Concerning the GB peak area, the results from the ANOVA in Table 2 and the Pareto chart (Figure 2) indicated that the flow rate exerted a highly antagonistic effect, and its quadratic effect showed a highly agonistic effect on the drug peak area (p values in both cases were <0.0001). The highest areas of the GB peak (around 34.5 mAu) were observed in the case of using the slowest flow rate with all levels of column temperature: Table 3 and the contour diagram in Figure 2, right side.
The symmetry of the GB peak was influenced significantly by column temperature and flow rate, which exhibited agonistic effects on the response (p values were 0.027 and 0.003, respectively), while the quadratic effect of the mobile phase flow rate showed a highly significant antagonistic effect on GB peak symmetry (p = 0.0084). Moreover, the peak symmetry value around 1.1 was exhibited in the case of the slowest flow rate with all levels of column temperature: the contour diagram in Figure 2, right side, and Table 3.
The resolution between the GB peak and the next CC peak was found to be significantly agonisted by the mobile phase flow rate (p = 0.0004) and antagonized by the quadratic effect of column temperature (p = 0.0249), as seen from the Pareto chart (Figure 2 left) and the ANOVA in Table 2. In contrast, other parameters did exert significant effects on the response. In addition, from Table 3 and the contour plot (Figure 2 right), high resolution values were detected in the case of using the lowest column temperature (30 C) with all flow rates.

3.1.3. CC Separation

The effects of independent analytical parameters (column temperature: A, flow rate: B, their quadratic effects and interactive effect) on the retention time of CC are displayed in the ANOVA in Table 2 as well as being illustrated in the Pareto chart on the left side of Figure 3. The flow rate and column temperature had highly significant antagonistic effects on the retention time of the CC peak (p values were <0.0001 and 0.0002, respectively), while the quadratic effect of flow rate and interactive effect (AB) exhibited agonistic effects on the response (p values were 0.0003 and 0.013, respectively). From Table 3 and the contour plot (Figure 3 right side), the shortest retention times (4.89, 4.71, and 4.42 min) were attained in the analytical in case of applying the fastest flow rate (0.4 mL/min) along with all column temperatures, while a prolonged retention time (7.8 min) was observed in case of the lowest column temperature with the slowest flow rate.
Concerning the impacts of analytical independent factors on the peak area of CC, the flow rate exerted a greatly antagonistic effect, and its quadratic effect showed a highly agonistic effect on the drug peak area (p values in both cases were <0.0001), as shown in the ANOVA in Table 2 and the Pareto chart (Figure 3). This indicated that the smallest values of CC peak area (around 9.67 mAu) were found in the case of using the fastest mobile phase flow rate (0.4 mL/min) with all studied temperature ranges, while the highest areas of the drug peak (about 19.67 mAu) were noticed in the case of using the slowest flow rate with all levels of column temperature, as displayed in Table 3 and the contour diagram in Figure 3, right side.
The symmetry of the CC peak was controlled significantly by flow rate, which exhibited antagonistic effects on the response (p values were 0.0017). At the same time, column temperature had a significant antagonistic effect on GB peak symmetry (p = 0.04). In addition, the symmetry range of CC peaks was between 1.25 and 1.45.

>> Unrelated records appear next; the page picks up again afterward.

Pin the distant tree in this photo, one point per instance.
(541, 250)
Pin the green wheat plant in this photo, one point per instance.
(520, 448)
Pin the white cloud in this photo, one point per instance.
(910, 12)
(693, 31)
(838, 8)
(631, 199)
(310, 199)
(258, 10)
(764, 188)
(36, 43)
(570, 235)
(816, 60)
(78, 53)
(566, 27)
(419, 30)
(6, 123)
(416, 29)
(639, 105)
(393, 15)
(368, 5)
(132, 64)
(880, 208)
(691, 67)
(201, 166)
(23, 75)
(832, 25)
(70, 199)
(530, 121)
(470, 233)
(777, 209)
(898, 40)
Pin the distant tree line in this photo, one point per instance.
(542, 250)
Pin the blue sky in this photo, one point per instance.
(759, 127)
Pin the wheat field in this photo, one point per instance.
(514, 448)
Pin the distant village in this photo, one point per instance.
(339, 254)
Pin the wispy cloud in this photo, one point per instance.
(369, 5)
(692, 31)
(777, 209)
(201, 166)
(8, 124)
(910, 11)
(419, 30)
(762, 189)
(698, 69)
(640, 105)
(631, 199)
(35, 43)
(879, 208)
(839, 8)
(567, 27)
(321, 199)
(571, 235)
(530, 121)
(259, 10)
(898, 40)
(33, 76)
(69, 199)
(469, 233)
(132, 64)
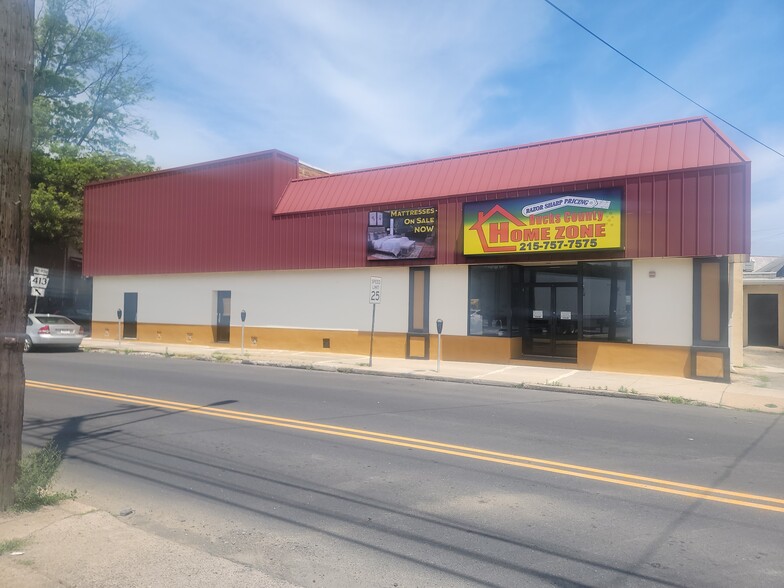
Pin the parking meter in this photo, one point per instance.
(439, 328)
(243, 316)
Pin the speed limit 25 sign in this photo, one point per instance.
(375, 290)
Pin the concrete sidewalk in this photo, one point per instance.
(73, 544)
(757, 386)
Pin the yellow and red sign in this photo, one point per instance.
(566, 222)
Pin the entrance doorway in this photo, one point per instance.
(223, 316)
(551, 310)
(764, 320)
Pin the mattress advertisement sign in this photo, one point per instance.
(408, 233)
(576, 221)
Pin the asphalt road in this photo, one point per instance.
(332, 479)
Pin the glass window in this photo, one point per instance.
(607, 301)
(489, 300)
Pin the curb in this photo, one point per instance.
(405, 375)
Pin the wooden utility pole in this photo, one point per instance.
(16, 91)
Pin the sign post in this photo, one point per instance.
(375, 298)
(38, 283)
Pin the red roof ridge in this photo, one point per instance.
(609, 133)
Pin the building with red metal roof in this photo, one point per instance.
(618, 250)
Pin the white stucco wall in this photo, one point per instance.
(662, 306)
(323, 299)
(449, 298)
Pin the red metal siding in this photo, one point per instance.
(198, 219)
(220, 217)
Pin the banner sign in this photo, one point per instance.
(402, 234)
(566, 222)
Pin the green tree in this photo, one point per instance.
(87, 79)
(58, 183)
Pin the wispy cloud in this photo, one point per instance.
(345, 84)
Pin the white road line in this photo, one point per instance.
(566, 375)
(503, 369)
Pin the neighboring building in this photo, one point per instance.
(620, 250)
(763, 290)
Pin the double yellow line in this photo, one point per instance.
(521, 461)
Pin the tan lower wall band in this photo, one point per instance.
(591, 355)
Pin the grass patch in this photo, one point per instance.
(37, 470)
(762, 381)
(11, 545)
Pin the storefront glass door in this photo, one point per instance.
(550, 326)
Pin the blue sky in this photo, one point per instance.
(348, 84)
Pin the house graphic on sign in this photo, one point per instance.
(490, 230)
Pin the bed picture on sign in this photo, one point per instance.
(401, 234)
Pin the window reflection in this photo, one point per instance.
(607, 301)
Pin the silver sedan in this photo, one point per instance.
(52, 330)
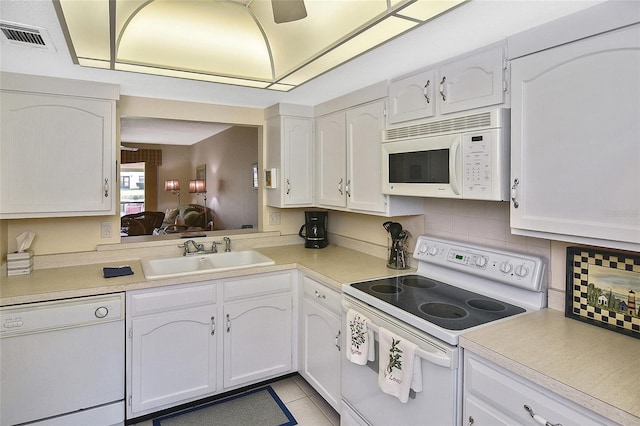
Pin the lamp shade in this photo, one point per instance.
(172, 185)
(197, 186)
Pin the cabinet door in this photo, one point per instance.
(257, 339)
(297, 174)
(321, 351)
(57, 156)
(364, 174)
(575, 133)
(474, 81)
(412, 98)
(331, 160)
(173, 358)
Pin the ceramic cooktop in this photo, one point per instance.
(444, 305)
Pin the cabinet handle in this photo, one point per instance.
(514, 193)
(425, 91)
(444, 97)
(539, 419)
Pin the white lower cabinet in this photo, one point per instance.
(494, 396)
(172, 346)
(190, 341)
(258, 317)
(320, 341)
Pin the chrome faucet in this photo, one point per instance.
(198, 247)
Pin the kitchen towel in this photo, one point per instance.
(400, 369)
(116, 271)
(360, 339)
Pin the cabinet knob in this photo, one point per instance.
(444, 96)
(538, 418)
(514, 193)
(425, 91)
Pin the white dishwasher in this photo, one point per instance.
(62, 362)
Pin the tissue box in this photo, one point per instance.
(20, 263)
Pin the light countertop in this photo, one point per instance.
(333, 265)
(591, 366)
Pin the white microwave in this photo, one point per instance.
(469, 159)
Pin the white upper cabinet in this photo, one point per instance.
(364, 172)
(331, 160)
(57, 148)
(576, 141)
(290, 154)
(348, 163)
(413, 97)
(472, 81)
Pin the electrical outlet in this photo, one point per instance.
(274, 218)
(106, 229)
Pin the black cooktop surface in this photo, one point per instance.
(444, 305)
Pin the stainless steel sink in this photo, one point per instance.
(205, 263)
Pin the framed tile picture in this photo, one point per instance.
(602, 289)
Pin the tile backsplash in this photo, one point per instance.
(487, 223)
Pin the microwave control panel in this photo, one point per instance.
(485, 165)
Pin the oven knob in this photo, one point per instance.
(102, 312)
(521, 270)
(506, 267)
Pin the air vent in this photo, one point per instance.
(457, 124)
(23, 35)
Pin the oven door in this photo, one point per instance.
(365, 404)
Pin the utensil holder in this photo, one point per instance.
(397, 249)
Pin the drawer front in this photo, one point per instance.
(152, 301)
(257, 285)
(322, 294)
(505, 395)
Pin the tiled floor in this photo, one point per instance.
(308, 408)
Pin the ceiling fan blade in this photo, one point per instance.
(288, 10)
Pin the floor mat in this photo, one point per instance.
(259, 407)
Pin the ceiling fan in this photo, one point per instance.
(288, 10)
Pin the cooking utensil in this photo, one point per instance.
(395, 229)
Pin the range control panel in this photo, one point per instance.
(516, 269)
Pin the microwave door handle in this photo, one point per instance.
(454, 165)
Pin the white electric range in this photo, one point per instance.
(457, 287)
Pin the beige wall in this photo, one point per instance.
(229, 156)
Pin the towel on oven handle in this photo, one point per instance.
(400, 368)
(360, 339)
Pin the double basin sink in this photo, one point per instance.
(203, 263)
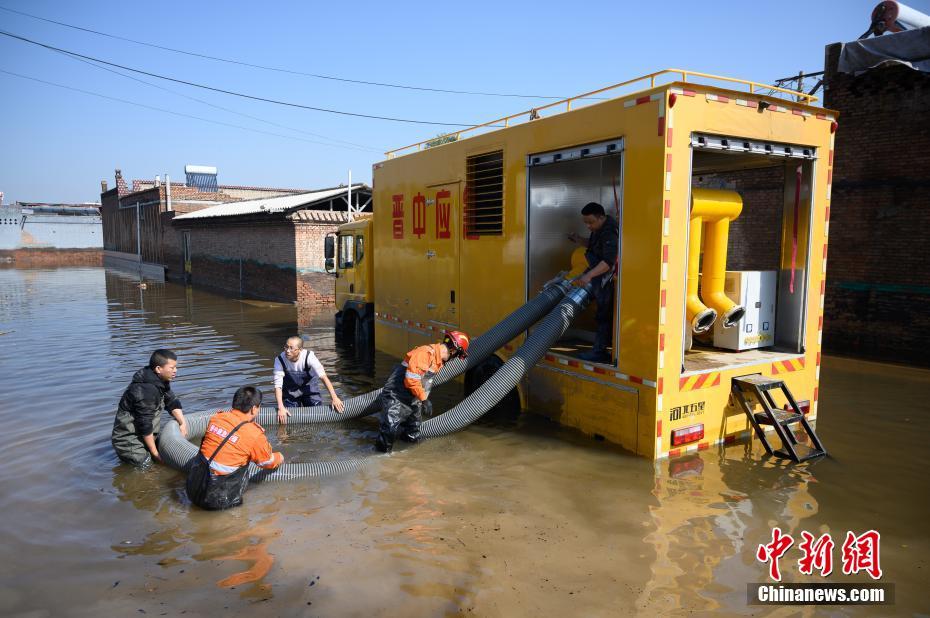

3.2. Optimization of UPLC Conditions for Simultaneous Analysis of RC, GB, and CC

The procedure of optimizing the analytical independent factors (column temperature: A and mobile phase flow rate: B) for the simultaneous separation of the three tested APIs was built on the statistical analysis of all tested responses. This was created in accordance with the following analytical desirability conditions: minimized retention time, maximized peak area, and peak asymmetry in the range of 1–1.4 for all APIs. Also, the resolution between the RC peak and GB peak was selected in the range of 3.06–4.59, while the resolution between GB and CC peaks was in the range of 14.56–20.94. Based on the previous desirability parameters, the statistical program suggested the use of a column temperature of 50 C with a flow rate of 0.26 mL/min as optimized analytical conditions. These optimized conditions were applied for the simultaneous separation of the APIs, and the UPLC chromatogram is presented in Figure 4. In addition, the optimum conditions for the analysis of RC, GB, and CC chromatograms using UPLC comparing the predicted and observed analytical values are listed in Table 4. The results revealed that RC was separated at 0.837 ± 0.013 × 10−14 min with a peak area of 17.003 ± 0.033 mAU/min, a peak asymmetry factor of 1.59 ± 0.006, and a resolution with a GB peak of 3.08 ± 0.01. In addition, the GB peak was separated at 1.8 ± 0.004 min with a peak area of 27.18 ± 0.0.08 mAU/min, a peak asymmetry factor of 1.36 ± 0.012, and a resolution with a GB peak of 17.07 ± 0.044. Moreover, the late peak of CC was detected at 5.80 ± 0.005 min with a peak area of 15.35 ± 0.08 mAU/min and a peak asymmetry factor of 1.32 ± 0.01. These obtained data were found to be closer to the predicted values.

3.3. Method’s Validation

3.3.1. Linearity

The instrument response to different concentrations of the API was determined by constructing a peak area–drug concentration curve. The standard calibration curves for CC, GB, and RC are shown in the figures. The correlation coefficient (r2), calculated from the regression line, was 0.999 which for all indicates the goodness of fit. Table 5 shows the linear regression data for CC, GB, and RC.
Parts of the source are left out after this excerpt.